The generation of SIV/HIV-specific CD4 responses by a vaccine posed a conundrum; namely, although these responses are associated with better viral control by CD8 T cells, the cells provide a readily available substrate for viral replication. We found a similar level of preferential infection of SIV-specific CD4 cells in both vaccinated and unvaccinated animals as Douek et al. (11
) found for chronically HIV-infected humans. Using a vaccine that induced principally CD4 responses, Staprans et al. (12
) found that challenge led to exacerbated disease. In contrast, our vaccine regimen, which induces broad CD4, CD8, and humoral responses, resulted in a significantly tempered pathogenesis. Thus, we conclude that the trend toward preferential infection of vaccine-induced CD4 T cells does not bode poorly for infected subjects.
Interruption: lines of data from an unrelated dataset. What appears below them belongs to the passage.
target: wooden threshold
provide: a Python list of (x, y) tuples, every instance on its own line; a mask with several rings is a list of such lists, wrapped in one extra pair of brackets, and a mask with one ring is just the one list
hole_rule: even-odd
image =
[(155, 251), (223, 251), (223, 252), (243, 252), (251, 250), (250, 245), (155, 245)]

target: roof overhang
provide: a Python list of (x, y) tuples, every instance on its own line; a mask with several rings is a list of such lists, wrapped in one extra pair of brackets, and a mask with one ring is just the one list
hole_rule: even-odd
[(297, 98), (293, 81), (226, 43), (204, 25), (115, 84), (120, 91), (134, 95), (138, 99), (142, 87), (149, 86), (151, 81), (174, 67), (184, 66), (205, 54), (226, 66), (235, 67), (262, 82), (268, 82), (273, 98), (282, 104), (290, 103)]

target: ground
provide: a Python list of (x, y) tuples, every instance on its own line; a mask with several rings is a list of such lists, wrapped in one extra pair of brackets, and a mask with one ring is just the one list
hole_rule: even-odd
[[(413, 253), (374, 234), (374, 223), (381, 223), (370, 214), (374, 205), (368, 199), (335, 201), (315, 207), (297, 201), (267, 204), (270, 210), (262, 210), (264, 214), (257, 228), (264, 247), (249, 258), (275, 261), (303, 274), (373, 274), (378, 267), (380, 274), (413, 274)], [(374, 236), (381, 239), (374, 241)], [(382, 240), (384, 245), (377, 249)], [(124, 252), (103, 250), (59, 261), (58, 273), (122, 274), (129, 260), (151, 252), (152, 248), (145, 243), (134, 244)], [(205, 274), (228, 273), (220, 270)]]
In summary, we demonstrate that cell-associated VLs and evaluation of memory CD4 T cell dynamics in multiple tissues serve as powerful correlates for measuring vaccine-induced protection. We show that a DNA-prime rAd boost vaccination dramatically reduces the level of infection and destruction of preexisting memory CD4 T cells during the early explosive phase of acute infection. Preservation of these cells will significantly aid in warding off immunodeficiency and the establishment of secondary infections. Finally, preservation of memory CD4 T cells was associated with better long-term outcome and survival. Thus, in the absence of sterilizing immunity, effective vaccination significantly blunts the destructive effects of early infection and plays an important role in maintaining the integrity of the immune system.